No single person discovered algebra, since various people in different parts of the world discovered it at different times. Some aspects of algebra were even discovered multiple times by different people who were unaware of each other. Virtually every major civilization worked out some portion of the algebraic puzzle, although certain people like Diophantus, Muhammad Ibn Musa al-Khwarizmi and Gottfried Leibniz made more significant contributions.
The Babylonians pioneered many of the basic usages of algebra. A tablet dated between 1900 and 1600 B.C. contains Pythagorean triples and other advanced mathematics. There is also evidence of rudimentary algebra in Ancient Egypt, including a document on linear equations that is one of the earliest mathematical proofs ever discovered. While the Ancient Greeks were better known for other forms of mathematics, they did devise a form of geometric algebra that used the sides of objects to represent algebraic terms. Mathematicians from present day India and China also developed early versions of algebra, with the modern algebraic term "Modus Indorum" referring specifically to an algebraic method devised in India.

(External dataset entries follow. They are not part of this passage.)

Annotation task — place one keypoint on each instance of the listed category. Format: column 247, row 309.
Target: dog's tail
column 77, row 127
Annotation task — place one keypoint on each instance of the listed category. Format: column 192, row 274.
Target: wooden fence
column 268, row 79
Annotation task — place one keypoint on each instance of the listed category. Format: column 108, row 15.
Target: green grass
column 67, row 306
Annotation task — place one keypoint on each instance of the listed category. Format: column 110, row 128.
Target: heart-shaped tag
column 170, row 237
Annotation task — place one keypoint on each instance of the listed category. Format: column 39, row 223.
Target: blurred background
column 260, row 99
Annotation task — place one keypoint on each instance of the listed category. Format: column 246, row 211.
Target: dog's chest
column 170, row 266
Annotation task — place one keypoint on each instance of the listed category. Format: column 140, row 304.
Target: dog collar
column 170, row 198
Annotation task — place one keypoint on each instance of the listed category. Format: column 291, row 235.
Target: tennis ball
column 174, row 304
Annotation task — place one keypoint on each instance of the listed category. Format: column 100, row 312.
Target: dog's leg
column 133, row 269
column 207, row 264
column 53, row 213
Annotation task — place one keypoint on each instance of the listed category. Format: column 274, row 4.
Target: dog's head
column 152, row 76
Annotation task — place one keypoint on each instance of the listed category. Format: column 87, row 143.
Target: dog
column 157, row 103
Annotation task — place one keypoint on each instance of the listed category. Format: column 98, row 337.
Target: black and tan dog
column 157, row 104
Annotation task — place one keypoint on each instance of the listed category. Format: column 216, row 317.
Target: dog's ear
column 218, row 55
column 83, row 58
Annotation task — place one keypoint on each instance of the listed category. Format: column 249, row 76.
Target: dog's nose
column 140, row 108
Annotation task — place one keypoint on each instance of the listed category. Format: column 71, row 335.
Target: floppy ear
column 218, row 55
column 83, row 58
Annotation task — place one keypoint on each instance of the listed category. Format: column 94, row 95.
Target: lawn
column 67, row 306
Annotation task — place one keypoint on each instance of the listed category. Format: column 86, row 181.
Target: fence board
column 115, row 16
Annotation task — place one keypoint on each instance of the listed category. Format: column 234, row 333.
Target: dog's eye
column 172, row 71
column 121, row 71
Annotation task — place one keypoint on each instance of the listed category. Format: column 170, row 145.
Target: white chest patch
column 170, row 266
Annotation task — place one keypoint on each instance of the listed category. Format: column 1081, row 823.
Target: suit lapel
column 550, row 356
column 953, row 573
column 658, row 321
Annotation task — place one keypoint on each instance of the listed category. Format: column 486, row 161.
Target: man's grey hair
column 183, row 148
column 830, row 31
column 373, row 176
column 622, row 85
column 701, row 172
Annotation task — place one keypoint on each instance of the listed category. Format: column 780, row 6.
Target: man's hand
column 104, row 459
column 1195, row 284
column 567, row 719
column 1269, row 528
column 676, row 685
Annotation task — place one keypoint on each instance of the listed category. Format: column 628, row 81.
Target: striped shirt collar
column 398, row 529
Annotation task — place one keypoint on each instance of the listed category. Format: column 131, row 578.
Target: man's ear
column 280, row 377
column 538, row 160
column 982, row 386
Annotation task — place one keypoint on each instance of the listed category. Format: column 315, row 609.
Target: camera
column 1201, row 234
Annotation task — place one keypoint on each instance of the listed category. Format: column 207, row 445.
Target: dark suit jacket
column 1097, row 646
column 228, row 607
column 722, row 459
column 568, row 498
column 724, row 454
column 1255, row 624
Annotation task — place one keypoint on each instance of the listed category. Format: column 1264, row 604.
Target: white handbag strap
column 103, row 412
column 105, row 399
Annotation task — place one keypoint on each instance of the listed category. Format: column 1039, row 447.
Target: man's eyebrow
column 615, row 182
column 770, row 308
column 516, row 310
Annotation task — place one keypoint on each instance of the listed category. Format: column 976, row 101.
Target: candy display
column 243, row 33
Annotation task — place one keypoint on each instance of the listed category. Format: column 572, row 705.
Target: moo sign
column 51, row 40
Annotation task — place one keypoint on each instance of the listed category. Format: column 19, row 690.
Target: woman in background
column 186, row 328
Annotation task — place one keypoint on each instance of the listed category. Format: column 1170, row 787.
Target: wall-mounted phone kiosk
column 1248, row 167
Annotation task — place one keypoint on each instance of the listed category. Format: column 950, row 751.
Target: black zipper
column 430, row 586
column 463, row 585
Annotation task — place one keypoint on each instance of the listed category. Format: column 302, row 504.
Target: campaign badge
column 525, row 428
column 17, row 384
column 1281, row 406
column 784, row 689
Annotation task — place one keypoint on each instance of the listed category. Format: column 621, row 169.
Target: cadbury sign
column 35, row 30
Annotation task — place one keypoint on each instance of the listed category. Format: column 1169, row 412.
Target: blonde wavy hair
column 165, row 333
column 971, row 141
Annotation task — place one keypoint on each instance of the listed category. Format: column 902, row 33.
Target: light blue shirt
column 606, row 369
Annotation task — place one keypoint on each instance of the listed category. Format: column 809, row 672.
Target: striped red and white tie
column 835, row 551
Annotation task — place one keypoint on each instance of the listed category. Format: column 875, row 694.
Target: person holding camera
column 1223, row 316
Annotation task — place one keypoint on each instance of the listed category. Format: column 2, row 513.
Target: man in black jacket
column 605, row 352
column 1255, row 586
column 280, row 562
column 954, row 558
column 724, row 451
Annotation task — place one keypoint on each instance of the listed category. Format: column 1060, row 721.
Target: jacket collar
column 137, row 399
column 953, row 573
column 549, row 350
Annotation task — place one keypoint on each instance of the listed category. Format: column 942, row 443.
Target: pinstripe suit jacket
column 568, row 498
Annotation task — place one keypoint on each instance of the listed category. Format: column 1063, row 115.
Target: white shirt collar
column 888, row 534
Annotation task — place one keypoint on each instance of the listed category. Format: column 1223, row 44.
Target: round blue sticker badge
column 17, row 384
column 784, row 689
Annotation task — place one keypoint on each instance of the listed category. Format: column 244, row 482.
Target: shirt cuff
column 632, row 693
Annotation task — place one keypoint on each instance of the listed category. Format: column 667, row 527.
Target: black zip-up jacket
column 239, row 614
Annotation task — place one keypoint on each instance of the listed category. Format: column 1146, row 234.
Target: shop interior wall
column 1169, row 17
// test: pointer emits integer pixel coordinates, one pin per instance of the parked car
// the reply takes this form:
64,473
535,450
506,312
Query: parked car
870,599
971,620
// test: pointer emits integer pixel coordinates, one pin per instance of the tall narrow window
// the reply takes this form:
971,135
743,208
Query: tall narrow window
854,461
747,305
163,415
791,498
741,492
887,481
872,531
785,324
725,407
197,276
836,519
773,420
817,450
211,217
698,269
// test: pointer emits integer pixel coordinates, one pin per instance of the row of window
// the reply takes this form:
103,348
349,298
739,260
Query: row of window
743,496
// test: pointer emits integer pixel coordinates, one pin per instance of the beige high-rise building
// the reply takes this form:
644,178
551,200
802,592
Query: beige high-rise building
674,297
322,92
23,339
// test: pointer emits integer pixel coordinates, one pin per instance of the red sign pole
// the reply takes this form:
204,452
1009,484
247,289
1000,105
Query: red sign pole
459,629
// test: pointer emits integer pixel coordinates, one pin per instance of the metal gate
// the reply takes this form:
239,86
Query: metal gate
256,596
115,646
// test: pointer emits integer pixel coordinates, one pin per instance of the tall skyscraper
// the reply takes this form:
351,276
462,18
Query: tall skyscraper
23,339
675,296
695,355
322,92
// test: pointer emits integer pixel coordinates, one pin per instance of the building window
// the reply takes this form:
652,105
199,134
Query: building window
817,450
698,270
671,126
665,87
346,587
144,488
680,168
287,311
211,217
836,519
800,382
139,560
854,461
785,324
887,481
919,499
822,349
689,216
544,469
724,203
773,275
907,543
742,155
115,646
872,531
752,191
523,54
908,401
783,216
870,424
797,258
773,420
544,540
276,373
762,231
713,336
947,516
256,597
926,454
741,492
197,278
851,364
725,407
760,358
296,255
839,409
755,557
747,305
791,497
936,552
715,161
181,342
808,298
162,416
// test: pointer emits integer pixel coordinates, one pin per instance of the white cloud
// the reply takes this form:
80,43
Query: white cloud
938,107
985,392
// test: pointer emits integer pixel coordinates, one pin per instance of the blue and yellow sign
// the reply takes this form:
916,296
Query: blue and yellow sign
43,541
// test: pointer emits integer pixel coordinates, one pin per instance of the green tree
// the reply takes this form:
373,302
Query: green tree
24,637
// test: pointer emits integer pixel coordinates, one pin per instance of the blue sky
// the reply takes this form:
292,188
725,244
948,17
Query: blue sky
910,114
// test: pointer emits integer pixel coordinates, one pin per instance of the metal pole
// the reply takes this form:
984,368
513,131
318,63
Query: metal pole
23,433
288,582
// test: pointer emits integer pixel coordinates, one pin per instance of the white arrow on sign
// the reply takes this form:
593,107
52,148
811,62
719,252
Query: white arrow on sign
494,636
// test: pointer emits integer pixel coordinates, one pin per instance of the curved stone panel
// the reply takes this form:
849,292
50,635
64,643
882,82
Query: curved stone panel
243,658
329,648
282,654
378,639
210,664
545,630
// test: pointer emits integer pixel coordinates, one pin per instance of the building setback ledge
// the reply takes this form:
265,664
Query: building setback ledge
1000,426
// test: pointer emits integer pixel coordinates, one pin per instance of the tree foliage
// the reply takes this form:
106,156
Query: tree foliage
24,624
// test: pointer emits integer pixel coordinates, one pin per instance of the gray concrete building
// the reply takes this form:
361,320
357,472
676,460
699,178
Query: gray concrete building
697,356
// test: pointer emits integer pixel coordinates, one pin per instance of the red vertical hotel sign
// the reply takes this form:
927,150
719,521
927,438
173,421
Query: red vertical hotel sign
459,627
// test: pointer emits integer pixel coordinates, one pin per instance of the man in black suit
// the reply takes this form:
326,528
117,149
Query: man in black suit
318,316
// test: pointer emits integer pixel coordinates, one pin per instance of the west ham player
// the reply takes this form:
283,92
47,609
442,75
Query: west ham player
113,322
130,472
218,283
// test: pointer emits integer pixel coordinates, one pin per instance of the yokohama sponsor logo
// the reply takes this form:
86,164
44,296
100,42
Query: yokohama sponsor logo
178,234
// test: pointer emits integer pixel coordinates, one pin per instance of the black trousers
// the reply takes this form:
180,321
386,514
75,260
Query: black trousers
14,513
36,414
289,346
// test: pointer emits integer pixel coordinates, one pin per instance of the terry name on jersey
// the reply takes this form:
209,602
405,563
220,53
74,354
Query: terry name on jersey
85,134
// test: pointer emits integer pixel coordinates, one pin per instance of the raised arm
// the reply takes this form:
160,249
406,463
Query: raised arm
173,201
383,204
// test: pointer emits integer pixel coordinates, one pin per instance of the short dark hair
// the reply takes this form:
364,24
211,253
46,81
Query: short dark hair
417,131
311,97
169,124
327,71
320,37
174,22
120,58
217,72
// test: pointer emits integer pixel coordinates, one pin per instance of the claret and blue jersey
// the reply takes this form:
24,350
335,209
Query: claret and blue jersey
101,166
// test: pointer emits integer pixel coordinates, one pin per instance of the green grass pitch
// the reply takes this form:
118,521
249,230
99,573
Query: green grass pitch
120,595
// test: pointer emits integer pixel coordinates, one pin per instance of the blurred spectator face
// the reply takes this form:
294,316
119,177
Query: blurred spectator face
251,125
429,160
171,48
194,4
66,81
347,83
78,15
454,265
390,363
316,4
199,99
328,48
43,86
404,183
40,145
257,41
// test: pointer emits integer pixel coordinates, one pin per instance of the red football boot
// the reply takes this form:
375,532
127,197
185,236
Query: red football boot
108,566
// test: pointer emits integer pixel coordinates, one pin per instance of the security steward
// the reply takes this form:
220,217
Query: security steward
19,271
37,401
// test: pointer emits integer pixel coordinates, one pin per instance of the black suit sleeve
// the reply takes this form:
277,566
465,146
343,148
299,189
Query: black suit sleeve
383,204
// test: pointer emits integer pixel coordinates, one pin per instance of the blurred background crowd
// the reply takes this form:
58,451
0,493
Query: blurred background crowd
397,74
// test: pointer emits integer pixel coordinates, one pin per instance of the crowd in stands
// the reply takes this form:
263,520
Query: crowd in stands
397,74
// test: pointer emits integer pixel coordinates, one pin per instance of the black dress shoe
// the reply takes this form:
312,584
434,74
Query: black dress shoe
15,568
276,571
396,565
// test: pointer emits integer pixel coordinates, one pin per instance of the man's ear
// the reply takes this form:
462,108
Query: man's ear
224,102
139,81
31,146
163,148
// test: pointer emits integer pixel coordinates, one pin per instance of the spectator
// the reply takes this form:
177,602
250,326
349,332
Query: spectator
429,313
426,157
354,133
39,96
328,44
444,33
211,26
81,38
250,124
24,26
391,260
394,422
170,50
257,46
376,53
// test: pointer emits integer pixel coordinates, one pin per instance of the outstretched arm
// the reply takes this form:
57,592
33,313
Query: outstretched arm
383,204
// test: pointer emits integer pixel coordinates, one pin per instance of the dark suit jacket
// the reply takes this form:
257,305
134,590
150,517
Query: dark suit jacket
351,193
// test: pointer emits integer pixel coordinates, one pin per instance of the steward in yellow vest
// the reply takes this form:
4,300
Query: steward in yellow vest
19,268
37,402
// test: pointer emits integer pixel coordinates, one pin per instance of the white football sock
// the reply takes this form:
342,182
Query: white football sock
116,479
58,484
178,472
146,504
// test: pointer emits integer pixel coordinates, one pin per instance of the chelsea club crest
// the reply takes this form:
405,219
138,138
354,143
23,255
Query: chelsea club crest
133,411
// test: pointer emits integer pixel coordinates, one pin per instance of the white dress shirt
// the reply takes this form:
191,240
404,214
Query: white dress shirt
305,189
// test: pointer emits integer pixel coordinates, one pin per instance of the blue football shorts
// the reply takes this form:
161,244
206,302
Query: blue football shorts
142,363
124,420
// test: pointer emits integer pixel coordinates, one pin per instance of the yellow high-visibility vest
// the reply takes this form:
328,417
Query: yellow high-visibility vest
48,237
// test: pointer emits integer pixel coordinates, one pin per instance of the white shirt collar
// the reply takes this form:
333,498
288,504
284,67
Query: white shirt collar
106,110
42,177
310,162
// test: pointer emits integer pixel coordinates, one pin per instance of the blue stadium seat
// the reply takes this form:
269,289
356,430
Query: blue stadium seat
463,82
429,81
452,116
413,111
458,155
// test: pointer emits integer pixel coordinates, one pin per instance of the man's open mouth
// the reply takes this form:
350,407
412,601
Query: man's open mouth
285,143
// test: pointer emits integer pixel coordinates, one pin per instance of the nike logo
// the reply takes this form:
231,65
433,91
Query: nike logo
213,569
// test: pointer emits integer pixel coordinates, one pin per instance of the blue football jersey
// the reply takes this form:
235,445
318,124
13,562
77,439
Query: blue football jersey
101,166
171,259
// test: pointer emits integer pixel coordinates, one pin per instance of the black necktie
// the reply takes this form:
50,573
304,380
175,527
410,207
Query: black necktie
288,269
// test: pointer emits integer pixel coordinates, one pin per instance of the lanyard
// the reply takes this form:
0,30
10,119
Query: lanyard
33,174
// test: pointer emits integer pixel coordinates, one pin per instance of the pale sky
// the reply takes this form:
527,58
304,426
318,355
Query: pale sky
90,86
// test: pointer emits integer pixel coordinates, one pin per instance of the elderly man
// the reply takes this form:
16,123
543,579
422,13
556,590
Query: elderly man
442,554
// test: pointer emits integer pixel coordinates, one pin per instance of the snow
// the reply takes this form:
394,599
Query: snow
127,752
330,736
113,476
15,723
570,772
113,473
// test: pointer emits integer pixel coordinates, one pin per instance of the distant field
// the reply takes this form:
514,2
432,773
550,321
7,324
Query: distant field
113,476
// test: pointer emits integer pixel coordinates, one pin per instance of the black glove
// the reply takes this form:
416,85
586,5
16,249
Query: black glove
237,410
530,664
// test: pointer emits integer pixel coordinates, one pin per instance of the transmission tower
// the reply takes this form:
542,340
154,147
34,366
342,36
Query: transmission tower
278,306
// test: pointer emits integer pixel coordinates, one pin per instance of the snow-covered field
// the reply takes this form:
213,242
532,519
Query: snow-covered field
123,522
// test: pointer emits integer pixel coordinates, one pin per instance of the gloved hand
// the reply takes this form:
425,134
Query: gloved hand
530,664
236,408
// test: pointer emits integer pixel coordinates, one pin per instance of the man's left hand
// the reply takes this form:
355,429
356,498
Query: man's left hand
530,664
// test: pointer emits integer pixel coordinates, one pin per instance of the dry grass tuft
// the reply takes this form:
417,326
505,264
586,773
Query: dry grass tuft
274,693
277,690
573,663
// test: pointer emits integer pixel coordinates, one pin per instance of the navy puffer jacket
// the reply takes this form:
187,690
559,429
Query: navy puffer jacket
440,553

Two of the most important people in the history of algebra are Diophantus and al-Khwarizmi. The former is frequently referred to as "the father of algebra," and his treatise "Arithmetica" was the first to use symbols to represent unknown numbers. Al-Khwarizmi was the first to distinguish algebra from geometry and arithmetic, and he pioneered the concept of balancing and reducing the sides of an equation. The word algebra refers to his work "Hidab al-Jabr wal-Muqubala," or "The Book of Restoration and Balance."
Since then, Europeans like Francois Viete and Gottfried Leibniz and scholars from other parts of the world, such as Seki Kowa, have refined mathematicians understanding of algebra.